Diese zentrale Handlung findet auf der rechten Hälfte des Blattes statt. Die linke Hälfte ist mit etwas eckigen Formen ausgefüllt, die vielleicht Kissen auf dem Bett andeuten sollen. Das Bettuch ist links von der Mitte angehoben. Die Karikatur eines Greises schaut heraus. Wer den alten Picasso lesen gelernt hat, soll darin Rembrandt erkennen. Es ist auf jeden Fall als die Figur eines alten Mannes zu lesen, der genau das nicht mehr machen kann, was Raffael in seinem jugendlichen Überschwang zum Besten gibt. Ganz links steht eine lange, dünne Figur, die einen Vorhang beiseitezieht und auf die Szene schaut. Darin soll man den Drucker Piero Crommelynck erkennen. Das Ganze firmiert dann auch noch als Paraphrase, nämlich auf ein Gemälde von Jean Auguste Dominique Ingres von 1814 mit dem Titel » Raffael und die Fornarina, wobei dieses Bild den Blick in ein Atelier bietet, wo der Maler mit dem Rücken zu einem Gemälde sitzt und sich umgedreht, so daß er es anschaut, während seine Geliebte, die er auf dem Schoß hat und mit beiden Armen umfängt, am Betrachter vorbei aus dem Bild herausschaut.

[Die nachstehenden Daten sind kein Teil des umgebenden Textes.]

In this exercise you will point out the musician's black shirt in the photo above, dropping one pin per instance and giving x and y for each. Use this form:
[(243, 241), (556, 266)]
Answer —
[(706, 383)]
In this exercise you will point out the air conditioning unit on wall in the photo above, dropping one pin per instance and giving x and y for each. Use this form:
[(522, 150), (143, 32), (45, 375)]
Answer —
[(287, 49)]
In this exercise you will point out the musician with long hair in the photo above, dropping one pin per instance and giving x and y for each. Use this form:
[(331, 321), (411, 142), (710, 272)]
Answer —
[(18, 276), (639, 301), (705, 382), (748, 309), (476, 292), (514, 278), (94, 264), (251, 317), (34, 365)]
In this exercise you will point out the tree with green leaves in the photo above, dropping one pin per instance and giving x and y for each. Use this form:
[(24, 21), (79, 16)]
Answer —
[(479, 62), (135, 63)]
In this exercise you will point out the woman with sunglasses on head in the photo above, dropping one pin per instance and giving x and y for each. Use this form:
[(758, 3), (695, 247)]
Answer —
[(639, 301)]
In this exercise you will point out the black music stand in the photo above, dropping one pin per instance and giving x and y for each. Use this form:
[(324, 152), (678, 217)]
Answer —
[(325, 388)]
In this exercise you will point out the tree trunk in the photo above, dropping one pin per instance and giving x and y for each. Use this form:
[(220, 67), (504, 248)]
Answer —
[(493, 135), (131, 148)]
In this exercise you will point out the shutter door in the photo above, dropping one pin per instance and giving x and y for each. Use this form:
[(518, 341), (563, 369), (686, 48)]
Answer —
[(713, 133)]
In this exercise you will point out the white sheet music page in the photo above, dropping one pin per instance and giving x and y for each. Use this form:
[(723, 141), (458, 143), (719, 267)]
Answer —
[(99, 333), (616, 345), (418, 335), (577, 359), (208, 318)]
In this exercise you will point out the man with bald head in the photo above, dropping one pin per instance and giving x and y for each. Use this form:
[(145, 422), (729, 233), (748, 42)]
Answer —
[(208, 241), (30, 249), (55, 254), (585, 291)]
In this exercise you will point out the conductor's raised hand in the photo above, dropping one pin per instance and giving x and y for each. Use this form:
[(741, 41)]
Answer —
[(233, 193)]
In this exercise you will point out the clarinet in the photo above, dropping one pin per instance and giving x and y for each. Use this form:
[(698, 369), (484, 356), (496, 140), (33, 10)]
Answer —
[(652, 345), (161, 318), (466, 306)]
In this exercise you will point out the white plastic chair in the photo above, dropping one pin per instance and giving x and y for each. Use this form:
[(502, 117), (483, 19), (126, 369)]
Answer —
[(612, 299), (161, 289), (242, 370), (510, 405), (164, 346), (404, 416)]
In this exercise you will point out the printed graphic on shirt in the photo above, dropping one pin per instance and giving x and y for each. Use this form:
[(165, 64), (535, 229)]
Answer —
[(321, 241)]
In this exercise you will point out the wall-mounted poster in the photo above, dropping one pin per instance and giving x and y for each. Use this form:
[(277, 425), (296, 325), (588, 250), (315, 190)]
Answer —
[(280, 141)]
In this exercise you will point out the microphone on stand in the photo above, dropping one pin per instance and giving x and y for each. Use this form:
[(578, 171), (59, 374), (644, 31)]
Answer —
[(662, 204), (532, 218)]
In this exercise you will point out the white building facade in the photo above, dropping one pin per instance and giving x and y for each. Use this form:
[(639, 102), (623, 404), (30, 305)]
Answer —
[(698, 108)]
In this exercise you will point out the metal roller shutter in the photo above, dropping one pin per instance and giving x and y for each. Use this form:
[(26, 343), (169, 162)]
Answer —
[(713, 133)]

Nun gut, wir wissen, daß Picasso Probleme hatte, ein Thema zu finden, und sich im Alter nicht gescheut hat, das auch zuzugeben und Bilder seiner Kollegen als Sprungbrett für seine eigene Arbeit zu benutzen. Das ist meines Erachtens legitim und eher nebensächlich. Wichtig ist die Aussage des Blattes selbst. Alle sind sich einig, daß Picasso der alte Gnom ist, der unter dem Bett liegt und verwirrt und verbittert ist und leidet. Crommelynck sieht aber auch nicht so aus, als würde sich bei ihm in der Hose sehr viel regen, und dabei dürfte er einen Mann in den Vierzigern darstellen. Das sind aber nur die Nebenpersonen. Hauptdarsteller ist der junge Raffael, und genau da setzt das Unbehagen an. Dieser rammelnde Maler ist vollkommen unangemessen dargestellt. Der Kopf paßt überhaupt nicht zur Handlung, genauso wenig wie die Haltung.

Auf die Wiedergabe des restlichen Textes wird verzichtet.